The president of Kerala Homestay & Tourism Society, M P Sivadathan, also calls for boosting island tourism. “They are serene, scenic sites that tourists can enjoy, especially during the monsoon,” he says.
Echoing the view, Dilraj of GDM Travel highlights Kadamakuddy. “Monsoon is the time of pokkali farming, which is a very unique agriculture technique that is endemic to these islands.
Kadamakudy is perfect for rain tours in combination with pokkali farming,” he says. However, when asked about initiatives by the District Tourism Promotion Council, an official bluntly says, “There is no monsoon tourism promotion happening here.”

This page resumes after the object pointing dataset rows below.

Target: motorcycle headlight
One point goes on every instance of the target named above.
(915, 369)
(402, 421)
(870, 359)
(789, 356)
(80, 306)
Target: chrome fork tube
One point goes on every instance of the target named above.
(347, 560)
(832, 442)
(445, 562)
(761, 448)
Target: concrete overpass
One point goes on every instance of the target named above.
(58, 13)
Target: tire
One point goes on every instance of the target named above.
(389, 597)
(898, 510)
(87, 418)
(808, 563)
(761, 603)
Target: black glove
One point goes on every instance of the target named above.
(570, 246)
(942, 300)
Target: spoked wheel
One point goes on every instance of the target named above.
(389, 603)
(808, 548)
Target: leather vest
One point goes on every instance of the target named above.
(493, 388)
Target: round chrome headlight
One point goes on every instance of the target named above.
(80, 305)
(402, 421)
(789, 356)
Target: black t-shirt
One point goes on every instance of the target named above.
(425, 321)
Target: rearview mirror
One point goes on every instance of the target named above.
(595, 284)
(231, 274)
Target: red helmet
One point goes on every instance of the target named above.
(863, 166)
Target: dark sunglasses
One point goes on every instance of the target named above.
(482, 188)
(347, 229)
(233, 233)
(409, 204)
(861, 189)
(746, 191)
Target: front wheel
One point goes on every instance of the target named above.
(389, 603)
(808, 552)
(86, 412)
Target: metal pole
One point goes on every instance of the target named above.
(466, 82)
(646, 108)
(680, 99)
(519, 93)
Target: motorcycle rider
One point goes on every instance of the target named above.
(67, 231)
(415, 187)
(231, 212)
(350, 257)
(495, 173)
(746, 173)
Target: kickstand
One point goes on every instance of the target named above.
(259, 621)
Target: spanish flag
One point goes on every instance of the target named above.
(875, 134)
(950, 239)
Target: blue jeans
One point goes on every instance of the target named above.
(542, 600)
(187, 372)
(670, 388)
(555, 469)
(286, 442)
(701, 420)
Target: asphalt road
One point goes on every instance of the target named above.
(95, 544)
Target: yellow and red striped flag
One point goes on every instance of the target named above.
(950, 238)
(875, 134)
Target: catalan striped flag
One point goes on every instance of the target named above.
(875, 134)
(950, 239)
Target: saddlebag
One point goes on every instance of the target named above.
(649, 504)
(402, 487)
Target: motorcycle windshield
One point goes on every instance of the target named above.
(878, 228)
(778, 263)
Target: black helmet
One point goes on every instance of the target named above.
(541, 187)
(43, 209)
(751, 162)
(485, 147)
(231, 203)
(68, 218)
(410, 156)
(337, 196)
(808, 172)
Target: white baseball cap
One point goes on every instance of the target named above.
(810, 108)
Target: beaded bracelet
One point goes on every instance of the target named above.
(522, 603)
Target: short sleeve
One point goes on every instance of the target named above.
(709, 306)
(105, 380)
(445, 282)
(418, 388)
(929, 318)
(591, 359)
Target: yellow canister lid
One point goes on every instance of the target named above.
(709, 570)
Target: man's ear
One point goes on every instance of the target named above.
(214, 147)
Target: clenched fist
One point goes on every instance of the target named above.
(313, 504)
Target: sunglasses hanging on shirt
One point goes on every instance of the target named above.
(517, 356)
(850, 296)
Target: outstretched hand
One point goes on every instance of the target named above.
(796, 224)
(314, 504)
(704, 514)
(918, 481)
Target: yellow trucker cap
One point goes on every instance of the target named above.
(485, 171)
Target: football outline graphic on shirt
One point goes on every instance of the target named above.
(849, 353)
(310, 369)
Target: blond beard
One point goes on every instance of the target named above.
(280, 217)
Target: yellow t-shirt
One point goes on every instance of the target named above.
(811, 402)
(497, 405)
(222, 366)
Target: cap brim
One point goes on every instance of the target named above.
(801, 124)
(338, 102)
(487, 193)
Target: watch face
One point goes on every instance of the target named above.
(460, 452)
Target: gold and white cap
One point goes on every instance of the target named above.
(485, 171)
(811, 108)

One of the most famous monsoon tourism spots in the district is the Thattekkad Bird Sanctuary, which marks its 40th birthday this year. Established in 1983, it was Kerala’s first bird sanctuary and is located about 12km from Kothamanagalam.
Sudamma, the lone woman among 14 tour guides at the sanctuary, says the destination has been receiving increasing footfall of late. “People have the option of going on a bird-watching trip, or they can go hiking. Then there is the facility for trekking,” she adds.

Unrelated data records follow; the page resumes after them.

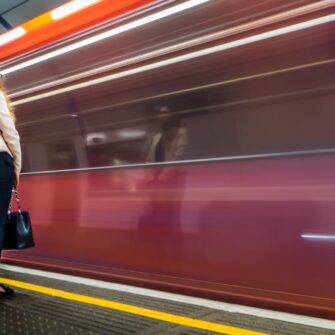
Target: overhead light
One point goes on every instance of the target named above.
(12, 35)
(132, 134)
(318, 236)
(70, 8)
(182, 58)
(115, 31)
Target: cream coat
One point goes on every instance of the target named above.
(10, 139)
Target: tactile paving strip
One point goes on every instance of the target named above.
(32, 313)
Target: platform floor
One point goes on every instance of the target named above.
(45, 305)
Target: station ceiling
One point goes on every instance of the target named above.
(15, 12)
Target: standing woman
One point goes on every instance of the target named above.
(10, 164)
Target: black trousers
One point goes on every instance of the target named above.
(7, 177)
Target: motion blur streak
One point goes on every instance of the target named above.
(192, 55)
(132, 25)
(318, 237)
(180, 46)
(12, 35)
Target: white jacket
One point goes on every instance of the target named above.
(10, 139)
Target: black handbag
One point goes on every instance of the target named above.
(18, 230)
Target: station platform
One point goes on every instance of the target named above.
(50, 303)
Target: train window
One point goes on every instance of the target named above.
(273, 96)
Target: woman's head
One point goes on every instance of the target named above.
(4, 91)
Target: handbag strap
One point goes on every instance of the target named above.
(14, 190)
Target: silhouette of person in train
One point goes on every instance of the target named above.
(165, 185)
(171, 141)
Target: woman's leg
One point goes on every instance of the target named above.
(6, 186)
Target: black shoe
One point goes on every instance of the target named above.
(7, 291)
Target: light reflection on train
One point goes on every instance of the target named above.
(213, 174)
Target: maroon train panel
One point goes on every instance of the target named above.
(233, 230)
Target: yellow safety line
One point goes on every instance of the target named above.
(144, 312)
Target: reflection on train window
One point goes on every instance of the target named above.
(273, 97)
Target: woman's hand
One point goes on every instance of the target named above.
(17, 179)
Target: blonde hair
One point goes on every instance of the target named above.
(9, 104)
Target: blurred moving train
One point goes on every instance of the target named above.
(246, 211)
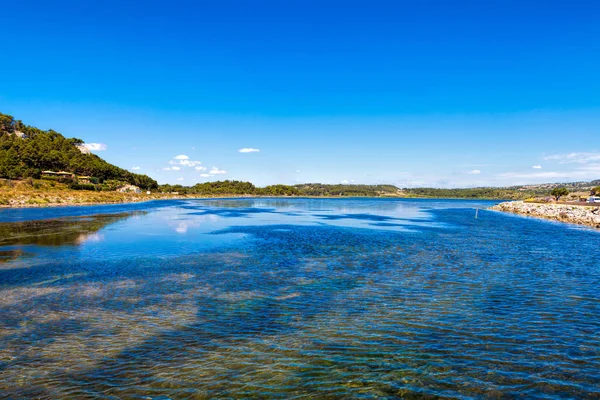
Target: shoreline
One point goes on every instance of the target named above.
(587, 215)
(112, 198)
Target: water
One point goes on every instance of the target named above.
(296, 298)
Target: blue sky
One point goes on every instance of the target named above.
(413, 93)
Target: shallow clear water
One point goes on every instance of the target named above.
(296, 298)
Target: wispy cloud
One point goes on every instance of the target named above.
(184, 160)
(216, 171)
(579, 158)
(95, 146)
(189, 163)
(536, 175)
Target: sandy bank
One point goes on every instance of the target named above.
(574, 214)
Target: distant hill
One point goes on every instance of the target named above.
(26, 151)
(320, 189)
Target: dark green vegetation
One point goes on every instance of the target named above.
(557, 193)
(319, 189)
(56, 232)
(470, 193)
(324, 190)
(220, 188)
(26, 151)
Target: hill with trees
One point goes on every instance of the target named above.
(235, 188)
(26, 151)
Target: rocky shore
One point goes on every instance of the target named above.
(574, 214)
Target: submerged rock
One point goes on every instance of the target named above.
(575, 214)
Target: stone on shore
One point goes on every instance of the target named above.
(582, 215)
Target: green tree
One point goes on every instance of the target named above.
(557, 193)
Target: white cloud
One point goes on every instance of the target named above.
(95, 146)
(184, 160)
(217, 171)
(579, 158)
(189, 163)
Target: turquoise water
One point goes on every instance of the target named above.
(296, 298)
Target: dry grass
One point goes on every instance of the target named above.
(40, 193)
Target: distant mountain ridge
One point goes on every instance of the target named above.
(26, 151)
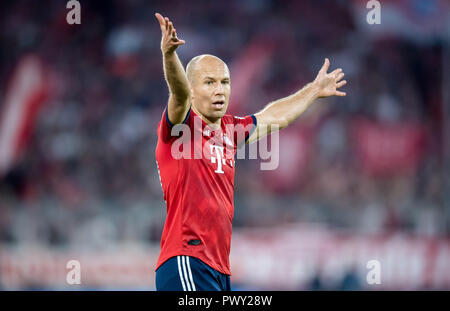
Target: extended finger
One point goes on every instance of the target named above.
(170, 28)
(325, 66)
(160, 20)
(336, 71)
(166, 22)
(340, 84)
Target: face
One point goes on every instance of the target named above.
(211, 88)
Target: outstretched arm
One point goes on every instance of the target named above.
(280, 113)
(174, 73)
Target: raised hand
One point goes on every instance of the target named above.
(329, 83)
(169, 38)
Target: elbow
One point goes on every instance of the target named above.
(283, 123)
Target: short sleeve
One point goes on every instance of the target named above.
(165, 126)
(243, 128)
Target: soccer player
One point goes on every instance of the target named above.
(198, 191)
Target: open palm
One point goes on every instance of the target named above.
(329, 83)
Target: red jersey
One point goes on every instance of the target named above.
(196, 169)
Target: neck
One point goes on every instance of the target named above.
(212, 123)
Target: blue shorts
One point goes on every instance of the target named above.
(186, 273)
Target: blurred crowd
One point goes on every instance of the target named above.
(88, 175)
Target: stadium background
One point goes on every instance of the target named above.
(361, 177)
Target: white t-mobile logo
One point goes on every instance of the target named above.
(219, 158)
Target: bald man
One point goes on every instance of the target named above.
(197, 143)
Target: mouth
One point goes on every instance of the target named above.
(218, 104)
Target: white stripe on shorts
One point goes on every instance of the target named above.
(183, 262)
(181, 274)
(190, 273)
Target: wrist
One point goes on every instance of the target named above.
(314, 89)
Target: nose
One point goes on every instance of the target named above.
(220, 90)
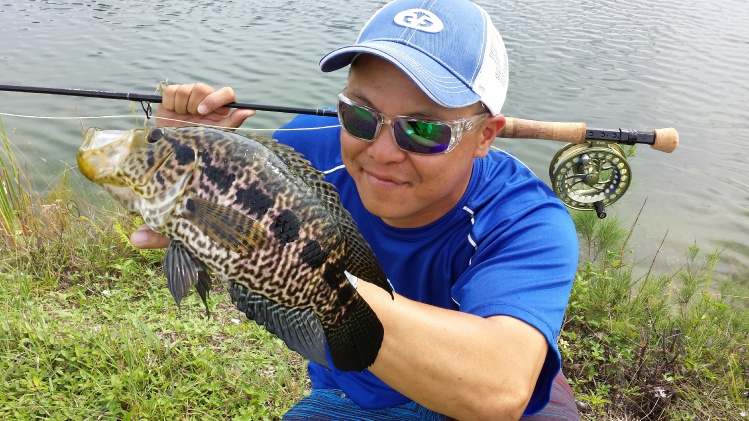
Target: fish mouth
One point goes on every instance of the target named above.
(103, 152)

The Idamalayar forest is about 15 km from Thattekad Bird Sanctuary. A large evergreen forest covers the area to the east and southeast of the Idamalayar dam, extending from Malakkappara to as far as Rajamala. Mountain hawk eagles are found in this forest. Other birds in this forest include dark-fronted babbler, brown-cheeked fulvetta, brown-backed and white-rumped needletails, and emerald green pigeons.
“Since it is monsoon, the migratory birds have all gone. The only ones that are presently residing in the forest are the native varieties,” says Sudamma. “However, Thattekad remains a great spot for those who seek to connect with nature, enjoy the rains. Recently, we hosted a group of government pleaders.”

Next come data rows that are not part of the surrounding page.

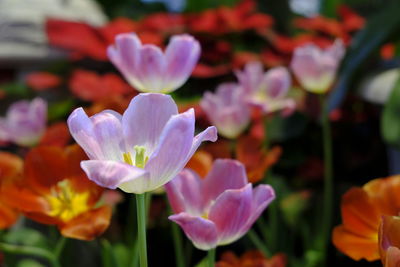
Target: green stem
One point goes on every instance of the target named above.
(33, 251)
(211, 257)
(328, 177)
(59, 247)
(141, 218)
(179, 257)
(258, 243)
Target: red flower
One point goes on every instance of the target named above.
(90, 86)
(55, 190)
(40, 81)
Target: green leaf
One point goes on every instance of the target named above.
(26, 237)
(376, 32)
(390, 122)
(284, 128)
(59, 110)
(15, 89)
(29, 263)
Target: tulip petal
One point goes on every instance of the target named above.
(126, 57)
(182, 54)
(185, 193)
(225, 174)
(112, 174)
(145, 119)
(171, 155)
(230, 212)
(263, 195)
(107, 129)
(201, 232)
(152, 68)
(81, 128)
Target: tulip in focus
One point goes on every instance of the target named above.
(24, 123)
(362, 210)
(148, 69)
(219, 209)
(267, 90)
(315, 68)
(141, 150)
(227, 109)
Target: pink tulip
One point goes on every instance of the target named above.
(267, 90)
(315, 68)
(140, 150)
(227, 109)
(219, 209)
(148, 69)
(25, 122)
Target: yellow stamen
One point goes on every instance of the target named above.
(65, 203)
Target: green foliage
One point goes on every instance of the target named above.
(378, 29)
(390, 122)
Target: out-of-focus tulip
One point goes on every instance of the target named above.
(24, 123)
(267, 90)
(141, 150)
(11, 168)
(54, 190)
(389, 241)
(315, 68)
(362, 209)
(227, 109)
(219, 209)
(251, 259)
(148, 69)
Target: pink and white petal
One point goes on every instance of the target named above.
(225, 174)
(125, 56)
(107, 129)
(263, 195)
(209, 134)
(185, 193)
(153, 67)
(230, 212)
(201, 232)
(112, 174)
(175, 143)
(145, 119)
(81, 129)
(182, 54)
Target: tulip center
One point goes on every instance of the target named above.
(65, 203)
(140, 157)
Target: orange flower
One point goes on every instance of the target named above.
(10, 168)
(249, 151)
(251, 259)
(389, 241)
(362, 208)
(54, 190)
(41, 81)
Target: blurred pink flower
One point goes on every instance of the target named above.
(148, 69)
(227, 109)
(267, 90)
(219, 209)
(315, 68)
(24, 123)
(141, 150)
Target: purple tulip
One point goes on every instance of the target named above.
(141, 150)
(148, 69)
(24, 123)
(227, 109)
(219, 209)
(267, 90)
(315, 68)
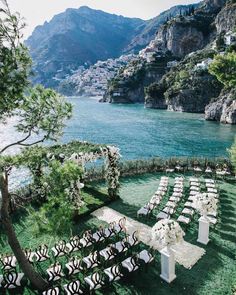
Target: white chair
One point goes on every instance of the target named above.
(52, 291)
(177, 194)
(193, 193)
(59, 249)
(168, 210)
(145, 256)
(87, 239)
(212, 190)
(92, 260)
(9, 262)
(130, 264)
(210, 185)
(74, 266)
(188, 211)
(162, 215)
(209, 180)
(55, 272)
(194, 183)
(174, 199)
(113, 273)
(120, 246)
(178, 190)
(120, 226)
(108, 253)
(208, 170)
(184, 219)
(73, 288)
(212, 220)
(109, 231)
(132, 239)
(29, 255)
(73, 245)
(41, 254)
(13, 280)
(94, 281)
(193, 179)
(195, 188)
(188, 204)
(171, 204)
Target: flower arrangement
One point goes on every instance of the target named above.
(112, 155)
(168, 232)
(205, 204)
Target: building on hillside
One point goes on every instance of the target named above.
(230, 38)
(172, 63)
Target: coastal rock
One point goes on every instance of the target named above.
(223, 109)
(154, 97)
(195, 95)
(226, 19)
(131, 89)
(181, 39)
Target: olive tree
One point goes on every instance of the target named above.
(40, 114)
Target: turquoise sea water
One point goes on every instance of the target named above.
(143, 133)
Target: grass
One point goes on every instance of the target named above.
(215, 272)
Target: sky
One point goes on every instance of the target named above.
(36, 12)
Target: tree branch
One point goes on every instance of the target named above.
(19, 142)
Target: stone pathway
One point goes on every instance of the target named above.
(186, 254)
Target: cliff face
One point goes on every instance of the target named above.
(196, 96)
(180, 38)
(78, 37)
(226, 19)
(129, 88)
(152, 26)
(188, 87)
(223, 109)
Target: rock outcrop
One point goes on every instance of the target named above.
(188, 87)
(226, 19)
(181, 38)
(223, 109)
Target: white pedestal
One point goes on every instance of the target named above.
(203, 230)
(167, 265)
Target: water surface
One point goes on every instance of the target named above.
(143, 133)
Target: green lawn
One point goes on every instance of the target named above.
(215, 272)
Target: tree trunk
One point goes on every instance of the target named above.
(35, 278)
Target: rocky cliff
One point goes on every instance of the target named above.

Urulanthanni waterfall is located in a forest area in Kuttampuzha. The waterfall comes alive only during the monsoon, and the water flows into the Periyar.
Inchathotty is a small village on the banks of the Periyar River on the Thattekad-Neriyamangalam road. The suspension bridge across the river is a tourist attraction and is the longest such bridge in Kerala with a length of 183m and a width of 1.2m. Kayaking and pedal boating facilities available near the hanging bridge are another factor that attracts a lot of tourists.
Mamalakandam is located around 32km from Kothamangalam taluk in Ernakulam district and 86km towards the east of the district headquarters in Kakkanad. Located at an average elevation of 1,200m above sea level, it is one of the hidden tourist attractions in Kerala. The place is a great spot for camping, trekking and placid picnicking. The forest is home to animals such as elephants, deer and macaques.
Iringole Kavu is an ancient grove dedicated to Goddess Durga, situated in Kunnathunad Taluk of Ernakulam district. It is located 2.5 km from Perumbavoor. This is one of the 108 Durga Temples in Kerala believed to have been consecrated by Lord Parasurama. Though not exactly a typical tourist spot, the grove is known for its magnificence during the monsoon – a divine blend of nature and spirituality.
Paniyeliporu near Kothamangalam is an ideal location for a one-day excursion. A trek of 1.5km along the riverside will take you to the waterfalls. After walking around 400m, one has to cross the river on foot to reach the forest and proceed about a kilometre to reach the waterfall. There are also numerous islets in the river.
Located at Pampakuda in Muvattupuzha, the waterfall originates from Mannathur Hills in Thirumaradi Panchayat. It comes down from a height of more than 70ft. Other tourist destinations near Areekkal Falls are Kochareekkal Caves, Pazhur Padipura, Pazhur Perumthrikovil Temple, and Piravom Valiya Palli.